RECOMMENDED LISTENING
Exotica (Atom Eogyan, 1994).
- A new episode of NTS Radio’s “Sounds on Screen” series, curated by Notebook contributor Florence Scott-Anderton, includes “sounds from the cinematic universe of Atom Egoyan, the Canadian director who emerged in the 1980s as a part of the loosely categorized ‘Toronto New Wave.’”
RECENTLY ON NOTEBOOK
Return to Seoul (Davy Chou, 2022).
- "It became this cat and mouse game of trying to frame her and her trying to liberate herself from the frame of the camera." Davy Chou tells Elissa Suh about Return to Seoul, his shapeshifting portrait of adoptee identity, and his collaboration with the film’s breakout lead, Park Ji-Min. (Return to Seoul is now showing on MUBI in many countries.)

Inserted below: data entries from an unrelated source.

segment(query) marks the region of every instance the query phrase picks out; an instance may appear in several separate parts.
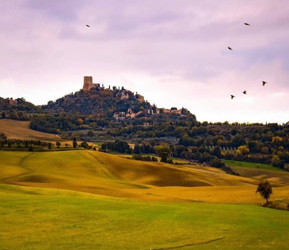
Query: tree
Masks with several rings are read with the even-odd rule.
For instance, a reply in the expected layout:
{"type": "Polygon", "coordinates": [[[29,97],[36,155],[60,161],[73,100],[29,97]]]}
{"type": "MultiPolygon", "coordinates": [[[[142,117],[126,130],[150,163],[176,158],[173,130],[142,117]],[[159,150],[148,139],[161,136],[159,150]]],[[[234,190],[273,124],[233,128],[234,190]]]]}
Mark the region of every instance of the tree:
{"type": "Polygon", "coordinates": [[[259,184],[256,192],[260,193],[260,195],[266,200],[267,204],[269,203],[268,199],[272,194],[272,187],[268,182],[263,182],[259,184]]]}
{"type": "Polygon", "coordinates": [[[276,154],[273,154],[271,159],[271,163],[274,166],[279,168],[284,168],[284,161],[280,160],[279,156],[276,154]]]}
{"type": "Polygon", "coordinates": [[[76,142],[76,138],[75,137],[73,138],[73,148],[77,147],[77,142],[76,142]]]}

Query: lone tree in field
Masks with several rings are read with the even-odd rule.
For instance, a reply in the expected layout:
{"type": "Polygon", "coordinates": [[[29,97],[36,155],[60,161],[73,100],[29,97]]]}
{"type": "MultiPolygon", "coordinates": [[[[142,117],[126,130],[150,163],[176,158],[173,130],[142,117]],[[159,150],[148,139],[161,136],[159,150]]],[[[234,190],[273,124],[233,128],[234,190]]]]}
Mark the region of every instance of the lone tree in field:
{"type": "Polygon", "coordinates": [[[272,194],[272,187],[268,182],[263,182],[259,183],[257,188],[256,192],[259,192],[260,195],[266,199],[267,204],[269,203],[268,199],[272,194]]]}

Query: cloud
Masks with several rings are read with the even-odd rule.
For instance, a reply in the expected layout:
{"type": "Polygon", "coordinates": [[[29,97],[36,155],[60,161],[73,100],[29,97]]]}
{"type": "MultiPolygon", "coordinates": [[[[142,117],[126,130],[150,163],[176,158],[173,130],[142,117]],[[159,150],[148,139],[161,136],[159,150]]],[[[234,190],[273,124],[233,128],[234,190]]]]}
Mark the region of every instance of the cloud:
{"type": "Polygon", "coordinates": [[[16,0],[0,8],[1,96],[43,104],[91,75],[159,106],[185,106],[201,120],[288,120],[286,0],[16,0]]]}

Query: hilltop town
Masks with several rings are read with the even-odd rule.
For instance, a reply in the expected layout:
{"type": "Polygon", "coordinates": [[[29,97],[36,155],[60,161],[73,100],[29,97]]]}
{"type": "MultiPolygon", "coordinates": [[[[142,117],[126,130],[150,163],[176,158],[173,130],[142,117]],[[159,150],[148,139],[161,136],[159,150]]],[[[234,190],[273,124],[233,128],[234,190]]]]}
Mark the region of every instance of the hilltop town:
{"type": "MultiPolygon", "coordinates": [[[[93,82],[92,76],[84,76],[84,83],[82,90],[84,92],[89,92],[93,90],[105,90],[105,88],[103,84],[94,84],[93,82]]],[[[108,88],[109,90],[111,90],[110,86],[108,88]]],[[[115,94],[114,94],[114,98],[119,98],[122,100],[129,100],[130,97],[134,98],[140,103],[145,102],[143,96],[138,94],[137,92],[135,94],[130,90],[126,90],[123,86],[120,88],[116,86],[112,87],[112,91],[115,94]]],[[[113,114],[114,118],[118,120],[119,120],[126,118],[134,118],[136,117],[140,116],[151,116],[162,114],[178,114],[181,116],[186,116],[189,114],[189,111],[187,108],[182,108],[178,110],[176,108],[171,108],[170,109],[165,108],[158,108],[154,104],[151,108],[141,108],[141,110],[137,112],[134,112],[131,108],[128,108],[126,111],[122,111],[120,112],[115,112],[113,114]]]]}

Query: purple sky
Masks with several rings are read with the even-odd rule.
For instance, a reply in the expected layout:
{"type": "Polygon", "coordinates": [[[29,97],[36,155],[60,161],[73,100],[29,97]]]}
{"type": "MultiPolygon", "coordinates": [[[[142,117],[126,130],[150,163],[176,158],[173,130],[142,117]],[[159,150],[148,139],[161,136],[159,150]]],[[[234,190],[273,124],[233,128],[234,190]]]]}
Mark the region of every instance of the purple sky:
{"type": "Polygon", "coordinates": [[[92,76],[200,121],[289,120],[288,0],[12,0],[0,10],[2,97],[45,104],[92,76]]]}

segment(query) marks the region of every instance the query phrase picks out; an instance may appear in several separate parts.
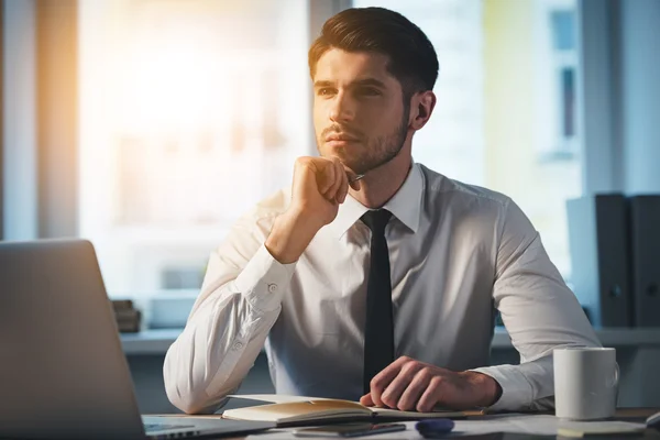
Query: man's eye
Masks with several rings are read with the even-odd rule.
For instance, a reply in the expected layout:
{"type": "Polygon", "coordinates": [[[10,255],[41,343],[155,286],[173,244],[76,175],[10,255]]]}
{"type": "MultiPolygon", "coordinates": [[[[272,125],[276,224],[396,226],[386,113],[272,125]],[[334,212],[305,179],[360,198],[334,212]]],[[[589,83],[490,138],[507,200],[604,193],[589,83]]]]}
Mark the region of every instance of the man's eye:
{"type": "Polygon", "coordinates": [[[358,90],[358,92],[362,96],[378,96],[381,95],[381,90],[374,89],[372,87],[364,87],[358,90]]]}

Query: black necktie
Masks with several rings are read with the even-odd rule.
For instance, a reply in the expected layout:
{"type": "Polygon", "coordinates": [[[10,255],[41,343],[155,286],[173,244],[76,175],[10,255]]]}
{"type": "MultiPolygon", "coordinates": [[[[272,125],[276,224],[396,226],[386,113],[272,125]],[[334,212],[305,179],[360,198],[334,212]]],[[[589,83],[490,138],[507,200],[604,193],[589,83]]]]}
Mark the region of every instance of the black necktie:
{"type": "Polygon", "coordinates": [[[364,394],[370,392],[371,380],[394,361],[392,280],[385,240],[385,227],[391,217],[392,212],[386,209],[367,211],[362,216],[362,221],[372,231],[364,323],[364,394]]]}

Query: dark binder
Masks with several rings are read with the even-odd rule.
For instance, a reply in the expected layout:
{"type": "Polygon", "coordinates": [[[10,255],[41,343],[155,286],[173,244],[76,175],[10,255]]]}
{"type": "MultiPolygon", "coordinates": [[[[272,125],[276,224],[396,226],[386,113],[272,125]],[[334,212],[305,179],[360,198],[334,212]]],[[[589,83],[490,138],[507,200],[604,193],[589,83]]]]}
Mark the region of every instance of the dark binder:
{"type": "Polygon", "coordinates": [[[634,321],[660,327],[660,196],[629,198],[634,321]]]}
{"type": "Polygon", "coordinates": [[[627,201],[620,194],[566,201],[571,282],[595,327],[631,327],[627,201]]]}

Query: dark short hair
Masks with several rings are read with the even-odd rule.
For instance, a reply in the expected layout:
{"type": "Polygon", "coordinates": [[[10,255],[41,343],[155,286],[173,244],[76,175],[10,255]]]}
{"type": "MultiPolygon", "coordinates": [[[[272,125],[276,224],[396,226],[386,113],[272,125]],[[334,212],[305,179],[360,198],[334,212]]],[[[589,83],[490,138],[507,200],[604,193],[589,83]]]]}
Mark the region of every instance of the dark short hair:
{"type": "Polygon", "coordinates": [[[402,85],[404,97],[432,90],[438,56],[426,34],[410,20],[385,8],[353,8],[331,16],[309,48],[309,75],[330,48],[377,52],[389,57],[387,72],[402,85]]]}

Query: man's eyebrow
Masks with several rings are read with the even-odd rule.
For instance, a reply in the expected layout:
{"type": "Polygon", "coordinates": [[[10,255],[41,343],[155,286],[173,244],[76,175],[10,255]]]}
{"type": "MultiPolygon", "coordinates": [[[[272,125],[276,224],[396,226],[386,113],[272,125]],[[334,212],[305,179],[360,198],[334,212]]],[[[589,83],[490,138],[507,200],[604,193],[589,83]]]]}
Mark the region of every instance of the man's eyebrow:
{"type": "Polygon", "coordinates": [[[332,82],[332,81],[321,80],[321,81],[314,82],[314,88],[332,87],[332,86],[334,86],[334,82],[332,82]]]}
{"type": "Polygon", "coordinates": [[[354,81],[353,84],[351,84],[351,86],[376,86],[382,89],[387,88],[387,86],[385,86],[385,82],[383,82],[376,78],[359,79],[359,80],[354,81]]]}
{"type": "MultiPolygon", "coordinates": [[[[328,81],[328,80],[319,80],[319,81],[315,81],[314,82],[314,87],[315,88],[322,88],[322,87],[334,87],[336,84],[333,81],[328,81]]],[[[382,89],[386,89],[387,86],[385,86],[385,82],[376,79],[376,78],[365,78],[365,79],[358,79],[356,81],[353,81],[349,85],[350,87],[355,87],[355,86],[375,86],[375,87],[380,87],[382,89]]]]}

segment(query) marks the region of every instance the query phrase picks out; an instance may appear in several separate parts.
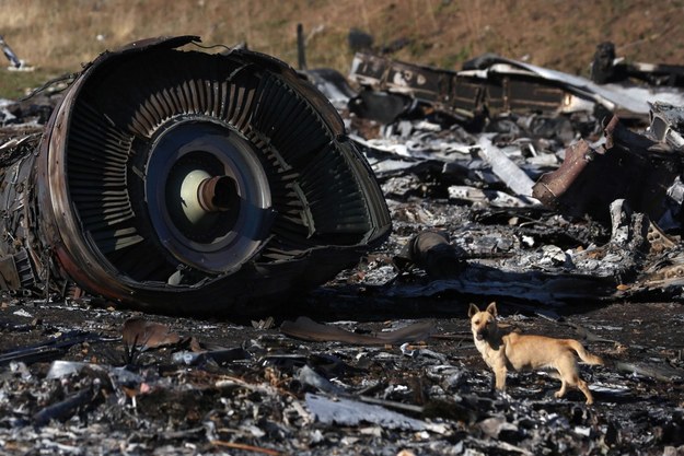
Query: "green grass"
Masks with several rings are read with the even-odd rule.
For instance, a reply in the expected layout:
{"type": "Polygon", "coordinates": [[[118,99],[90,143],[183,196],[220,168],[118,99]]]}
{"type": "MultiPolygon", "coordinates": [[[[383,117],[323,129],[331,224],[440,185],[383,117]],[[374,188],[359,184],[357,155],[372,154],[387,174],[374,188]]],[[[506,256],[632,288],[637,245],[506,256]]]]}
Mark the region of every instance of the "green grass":
{"type": "Polygon", "coordinates": [[[2,68],[0,69],[0,98],[22,98],[34,89],[59,75],[61,74],[39,69],[35,71],[11,71],[2,68]]]}

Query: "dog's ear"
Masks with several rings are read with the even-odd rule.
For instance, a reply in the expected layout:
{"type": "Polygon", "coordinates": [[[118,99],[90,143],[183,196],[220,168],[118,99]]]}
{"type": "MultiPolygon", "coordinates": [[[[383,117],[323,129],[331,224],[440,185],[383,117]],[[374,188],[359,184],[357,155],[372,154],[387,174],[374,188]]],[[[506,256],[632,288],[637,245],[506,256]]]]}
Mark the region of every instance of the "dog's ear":
{"type": "Polygon", "coordinates": [[[487,306],[487,312],[489,312],[495,317],[497,316],[497,303],[491,303],[487,306]]]}
{"type": "Polygon", "coordinates": [[[477,306],[473,303],[471,303],[471,306],[468,307],[468,318],[472,318],[473,315],[477,314],[479,312],[479,308],[477,308],[477,306]]]}

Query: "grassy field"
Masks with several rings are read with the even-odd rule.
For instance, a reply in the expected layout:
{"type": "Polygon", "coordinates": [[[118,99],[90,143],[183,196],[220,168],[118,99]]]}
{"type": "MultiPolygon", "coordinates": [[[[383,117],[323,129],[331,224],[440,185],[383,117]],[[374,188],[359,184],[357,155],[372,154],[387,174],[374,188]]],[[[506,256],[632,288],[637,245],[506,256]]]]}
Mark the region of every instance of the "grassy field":
{"type": "Polygon", "coordinates": [[[629,59],[684,63],[681,0],[0,0],[0,35],[36,69],[11,73],[0,61],[0,97],[79,71],[106,49],[160,35],[246,43],[294,66],[298,23],[309,67],[341,72],[352,57],[351,27],[372,34],[379,48],[405,39],[394,58],[450,69],[489,51],[586,73],[603,40],[629,59]]]}

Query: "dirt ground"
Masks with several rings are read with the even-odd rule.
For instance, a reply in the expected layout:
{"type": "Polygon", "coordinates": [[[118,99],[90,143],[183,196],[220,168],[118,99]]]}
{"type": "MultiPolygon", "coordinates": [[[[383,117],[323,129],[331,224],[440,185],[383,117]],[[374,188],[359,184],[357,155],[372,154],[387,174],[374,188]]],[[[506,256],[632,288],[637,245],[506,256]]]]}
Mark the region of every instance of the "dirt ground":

- “For [Terence] Nance, artmaking is an act of fortification,” observes Bedatri Choudhury as she takes us through the Random Acts of Flyness artist’s first solo exhibition, “Swarm,” recently on view at the ICA Philadelphia and presented by BlackStar Projects.
- “I became obsessed with this idea of creating, through film, a kind of social fabric.” Alongside a retrospective at FIDMarseille, Leonardo Goi spoke to Whit Stillman about his oeuvre: a body of films that, in Goi’s words, "seesaw between solitude and unbridled lust for life.”
- "Old and new myths, Emberá visual art, and electronic Guaracha music combine in a contemporary transcultural utopia”: Natalia Escobar and Simon(e) Jaikiriuma Paetau introduce their film Aribada, now showing on MUBI, with a sweeping text and selection of behind-the-scenes photos.
EXTRAS
- Moving Pictures Painted, a new art book published by Patrick Fry, surveys “seven decades of illustrated Egyptian film posters.” The Guardian have shared a number of the nicest looking posters—eagle-eyed readers may recognize a few from Joseph Fahim’s article on Egyptian cinema in Issue 2 of Notebook—in an article introducing the book.
- In literary news, NYRB Classics will publish English translations of Pier Paolo Pasolini's novels Boys Alive and Theorem in October, and Anthem Press have published On The Figure In General And The Body In Particular: Figurative Invention In Cinema, written by Nicole Brenez and translated by Ted Fendt.
- Last week, the independent distribution Sentient.Art.Film shared the first of two one-off email newsletters, guest-edited by Notebook contributor A.E. Hunt. Found in the first is a piece that has Miko Revereza (No Data Plan) “talking with old friends from the Echo Park Film Center,” among several other valuable interview-based articles.